Are you sure it's bias, or does the balance
of categories reflect the data on which the
classifier will be evaluated? In which case it's
what we'd call an imbalance.
There are two issues you run into with serious
data imbalance. First, if it's language data,
you won't see some character sequences/tokens in
the training data for categories with little data.
That makes it look like they're predictive of
the larger category. You can mitigate this somewhat
by stoplisting -- removing low count tokens.
Second, the basic mechanism behind logistic
regression estimation weights the errors equally
for each training instance. Thus it in some sense
tries harder on the bigger categories, because
there's more weight on the category itself.
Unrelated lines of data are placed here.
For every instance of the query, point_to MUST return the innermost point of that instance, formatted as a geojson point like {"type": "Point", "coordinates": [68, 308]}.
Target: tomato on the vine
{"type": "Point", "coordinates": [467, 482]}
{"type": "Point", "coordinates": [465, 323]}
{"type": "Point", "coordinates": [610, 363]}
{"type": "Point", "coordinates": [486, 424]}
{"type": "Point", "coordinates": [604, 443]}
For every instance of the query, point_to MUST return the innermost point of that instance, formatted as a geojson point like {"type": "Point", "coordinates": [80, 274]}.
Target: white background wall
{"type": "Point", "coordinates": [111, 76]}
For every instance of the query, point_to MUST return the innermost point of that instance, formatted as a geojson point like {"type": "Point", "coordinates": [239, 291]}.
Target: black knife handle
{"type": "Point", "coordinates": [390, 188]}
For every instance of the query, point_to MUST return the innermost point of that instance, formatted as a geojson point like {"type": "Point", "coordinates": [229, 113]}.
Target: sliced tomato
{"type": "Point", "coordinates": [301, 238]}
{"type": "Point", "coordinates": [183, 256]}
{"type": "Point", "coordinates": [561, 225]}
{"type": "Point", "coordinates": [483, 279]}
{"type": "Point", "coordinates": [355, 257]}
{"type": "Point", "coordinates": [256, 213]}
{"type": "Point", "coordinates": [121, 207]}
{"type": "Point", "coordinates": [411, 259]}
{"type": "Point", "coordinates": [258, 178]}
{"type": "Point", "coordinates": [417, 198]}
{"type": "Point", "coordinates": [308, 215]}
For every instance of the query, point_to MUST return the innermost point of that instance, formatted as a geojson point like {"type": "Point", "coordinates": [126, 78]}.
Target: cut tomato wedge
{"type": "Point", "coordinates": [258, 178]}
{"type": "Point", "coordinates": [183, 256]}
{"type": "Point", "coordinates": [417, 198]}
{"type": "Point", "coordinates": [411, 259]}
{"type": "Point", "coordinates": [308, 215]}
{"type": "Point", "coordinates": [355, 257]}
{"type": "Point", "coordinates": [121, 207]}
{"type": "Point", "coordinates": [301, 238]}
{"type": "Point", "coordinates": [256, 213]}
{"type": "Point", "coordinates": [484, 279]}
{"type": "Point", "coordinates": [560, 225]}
I'm afraid we don't have weighted training, which
is one way to deal with this. A crude approximation
is to duplicate the small category instances one or
more times and add those to the training data. If you
add five training instances for every example, that
instance gets upweighted by five. That will let
you bring the whole thing into balance, but can lead
to a lot of variance in the estimate due to the
artificially inflated low counts.
What we wind up doing in practice is that we usually
have a big pile of unlabeled data. So we'll run
the classifier trained on the imbalanced training data
and cherry pick out highly rated documents for the
underrrepresented category and add them to the training
data. It requires more manual supervision, but it's
usually worth it if you're looking for high recall
and precision in the smaller categories. You should
make sure to keep the rejected highly-ranked examples,
too -- they help the classifier learn the diffeence between
one category and another.
- Bob Carpenter
On 9/12/11 3:56 PM, Yogesh wrote:
> I am using the LogisticRegressionClassifier for multi-class classification.
> There is a lot of bias in my train data; few categories have way more train
> documents than the others.
> Is there a way to correct this bias to get more accurate results? Does the
> API have a Class for this?
> - Yogesh
> [Non-text portions of this message have been removed]